Let me summarize some of the information that struck me.
William Schnell was born of a German immigrent family in 1905. In 1914, his family took a trip to Germany. Because his father was not a US citizen the family could not return to the states. In 1921, Schnell became a Bible Student (former name for JWs). He writes that at that time the congregations followed many of Russell's ideas. The members had Bible studies, not book studies. Charity for both poor members and outsiders was encouraged and practiced. Preaching was encouraged, but time was not counted and quotas were not set. The elders were elected locally, with no input, approval, or disapproval coming from a central headquarters. Individuality of expression was encouraged, and each congregation had a great deal of autonomy.
In 1925, Schnell joined the German Bethel. At the same time that the organization was preaching the end of the world by the end of 1925, they were building and expanding their printing facilities in preparation for expansion when the end did not come. Some of the brothers noted this discrepency.
Schnell points out that 1925-26 were pivotal years. At that time, the organization set out to change all the characteristics of the congregations I described above. Quotas, reporting time, book studies, central control and approval were all instituted in those two years. Congregations that balked at the new requirement, were systematicly destroyed.
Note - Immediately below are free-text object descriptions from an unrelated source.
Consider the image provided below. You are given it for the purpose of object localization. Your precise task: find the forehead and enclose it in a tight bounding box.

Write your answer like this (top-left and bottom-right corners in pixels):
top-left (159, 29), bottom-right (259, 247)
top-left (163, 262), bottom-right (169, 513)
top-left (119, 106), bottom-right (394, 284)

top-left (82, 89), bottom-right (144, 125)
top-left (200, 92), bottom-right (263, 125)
This apparently was the time that beards were outlawed. Schnell over heard a conversation between the Bethel overseer and Rutherford. The overseer asked Rutherford for one more modern printing press. Rutherford thought for a minute and said he would if the overseer would shave his beard. The overseer went away and came back a few minutes clean shaven. According to Schnell, Rutherford's "no beard" policy was because Russell had a beard, and Rutherford wanted to get rid of everything that reminded people of Russell.
There is much more to the book, but these are the parts that struck me.